(a) Upon the presentation of appropriate credentials to the owner, agent in charge, or tenant, the Mayor shall have the right, subject to subsection (f) of this section, to enter any property or inspect any activity reasonably believed to be subject to this subchapter. Upon reasonable belief of imminent threat to the health and safety of the occupants of the property, the Mayor shall have the right of entry and inspection without notice. The right of entry and inspection shall be for the following purposes:
(1) To conduct a risk assessment or inspection;
(2) To collect dust, paint chips, soil or other environmental samples and submit them to a laboratory for analysis;
(3) To inspect or copy any reports from certified personnel that the owner is required to retain under this subchapter;
(4) To inspect any interior or exterior surfaces;
(5) To otherwise verify compliance with this subchapter or rules implementing the chapter; or
(6) For any reason related to ensuring the safety of occupants after detection of an elevated blood lead level in the occupants of, or persons who regularly visit, the property.
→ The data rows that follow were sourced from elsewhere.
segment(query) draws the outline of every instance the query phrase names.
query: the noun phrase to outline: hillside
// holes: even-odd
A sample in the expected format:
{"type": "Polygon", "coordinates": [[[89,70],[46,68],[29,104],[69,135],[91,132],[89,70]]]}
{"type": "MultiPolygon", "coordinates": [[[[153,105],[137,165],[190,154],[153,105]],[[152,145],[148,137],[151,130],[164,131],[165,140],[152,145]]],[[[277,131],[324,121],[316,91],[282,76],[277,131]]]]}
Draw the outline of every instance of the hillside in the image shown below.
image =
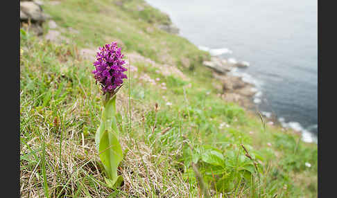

(b) If the Mayor has reason to believe that either there has been a violation of this subchapter or of the rules issued pursuant to this subchapter, the Mayor may:
(1) Issue a cease and desist order, or any other order necessary to protect the public health or welfare and the environment, which shall take effect upon issuance;
(3) Request the Attorney General for the District of Columbia to commence appropriate civil action in the Superior Court of the District of Columbia to secure a temporary restraining order, a preliminary injunction, a permanent injunction, or other appropriate relief.
(c) If the Mayor is denied access to conduct a risk assessment in accordance with this subchapter, the Mayor may apply to the Superior Court of the District of Columbia for a search warrant. An owner’s denial of access to conduct an inspection in accordance with this section shall constitute a violation of this section, and the owner shall be subject to the civil and administrative penalties imposed by § 8-231.15 and the criminal penalties imposed by § 8-231.16.
(d) Any notice required by this subchapter, or as the Mayor may prescribe by regulation, may be served upon an owner of the dwelling or agent of the owner in the same manner as a summons in a civil action, or by registered or certified mail to his or her last known address or place of residence.
(e) If any owner, individual, or business entity fails to follow any order by the Mayor, the Mayor may take the action ordered, the cost of which shall be borne by the owner, individual, or business entity and shall be a judgment against the owner, individual, or business entity, and a continuing and perpetual lien in favor of the District upon all property owned by the owner, individual, or business entity, whether real or personal. The lien shall not be valid against any bona fide purchaser, or holder of a security interest, mechanic’s lien, or other creditor interest in the property, until notice of the lien is filed with the Recorder of Deeds. The lien shall be satisfied by payment of the amount of the lien to the District Treasurer.
(f) No entry or inspection of any residential premises shall be made without the permission of the occupant of the premises unless a warrant is obtained from the Superior Court of the District of Columbia pursuant to § 11-941, authorizing entry and inspection of the premises for the purpose of determining compliance with provisions of this subchapter.
Effect of Amendments
D.C. Law 18-348, in subsec. (a), substituted “subsection (f) of this section” for “ 14 DCMR § 707.18”; in subsec. (b)(1), substituted “order, or any other order necessary to protect the public health or welfare and the environment,’ for ”order“; and added subsec. (f).